Now we display the basic models
from sklearn.linear_model import LinearRegression
model = LinearRegression(normalize=True)
train(model, X, y)
coef = pd.Series(model.coef_, X.columns).sort_values()
coef.plot(kind='bar', title='Model Coefficients')
Results MSE: 4617.994034201719 CV Score: 4625.252945835687
Linear Regression model must have normalized data to give better results
Gender category has high coefficient for the Linear Regression model
from sklearn.tree import DecisionTreeRegressor
model = DecisionTreeRegressor()
train(model, X, y)
features = pd.Series(model.feature_importances_, X.columns).sort_values(ascending=False)
features.plot(kind='bar', title='Feature Importance')
Results MSE: 3366.9672356860747 CV Score: 3338.5905886644855
Results have improved compared to Linear Regression model
Product_Category_1 has high feature importance compared to the Linear Regression model.
from sklearn.ensemble import RandomForestRegressor
model = RandomForestRegressor(n_jobs=-1)
train(model, X, y)
features = pd.Series(model.feature_importances_, X.columns).sort_values(ascending=False)
features.plot(kind='bar', title='Feature Importance')

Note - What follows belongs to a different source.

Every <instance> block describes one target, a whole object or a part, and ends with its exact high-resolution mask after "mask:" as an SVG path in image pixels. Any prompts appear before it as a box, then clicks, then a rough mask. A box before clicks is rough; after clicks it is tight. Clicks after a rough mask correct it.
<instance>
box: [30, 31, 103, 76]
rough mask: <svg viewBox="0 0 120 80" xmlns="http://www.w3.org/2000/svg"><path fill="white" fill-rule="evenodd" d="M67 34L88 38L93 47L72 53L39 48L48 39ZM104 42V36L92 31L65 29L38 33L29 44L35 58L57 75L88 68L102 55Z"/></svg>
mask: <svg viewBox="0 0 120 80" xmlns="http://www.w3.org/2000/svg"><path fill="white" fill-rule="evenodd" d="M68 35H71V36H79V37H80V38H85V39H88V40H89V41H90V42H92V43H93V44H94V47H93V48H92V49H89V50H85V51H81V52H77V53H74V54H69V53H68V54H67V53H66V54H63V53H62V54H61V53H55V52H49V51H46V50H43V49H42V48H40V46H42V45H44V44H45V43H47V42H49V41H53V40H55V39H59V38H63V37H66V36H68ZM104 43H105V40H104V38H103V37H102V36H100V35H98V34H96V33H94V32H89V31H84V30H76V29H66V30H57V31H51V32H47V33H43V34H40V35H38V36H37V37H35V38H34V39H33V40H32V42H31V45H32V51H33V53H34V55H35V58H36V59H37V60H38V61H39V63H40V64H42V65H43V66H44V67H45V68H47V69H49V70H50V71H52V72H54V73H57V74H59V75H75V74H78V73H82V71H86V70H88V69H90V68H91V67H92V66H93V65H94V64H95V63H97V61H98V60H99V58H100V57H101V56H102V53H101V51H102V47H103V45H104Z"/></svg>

Results MSE: 3062.66041010778 CV Score: 3052.7778119222253
Better results compared with Decision Tree Regressor
from sklearn.ensemble import ExtraTreesRegressor
model = ExtraTreesRegressor(n_jobs=-1)
train(model, X, y)
features = pd.Series(model.feature_importances_, X.columns).sort_values(ascending=False)
features.plot(kind='bar', title='Feature Importance')
Results MSE: 3194.0770038232185 CV Score: 3180.5476561931346
Better results than Linear Regression but less than Random Forest Regression
Note: this prediction steps are just an example, modify it accordingly for your own usage
pred = model.predict(x_test)
submission = pd.DataFrame()
submission['User_ID'] = x_test['User_ID']
submission['Purchase'] = pred
submission.to_csv('submission.csv', index=False)
Prediction of the attributes from the x_test data
Creation of a new dataframe for submission of prediction results
Stores an array with User_ID and the Purchase predictions of that buyer.
Final Thoughts
Out of the 4 models, Random Forest Regressor is the top performer with the least MSE and cv score.
You can also use hyperparameter tuning to improve the model performance.
You can further try other models like XGBoost, CatBoost etc.
In this project tutorial, we have explored the Black Friday Sales Prediction. We also compared different models to train the data starting from basic to advanced models.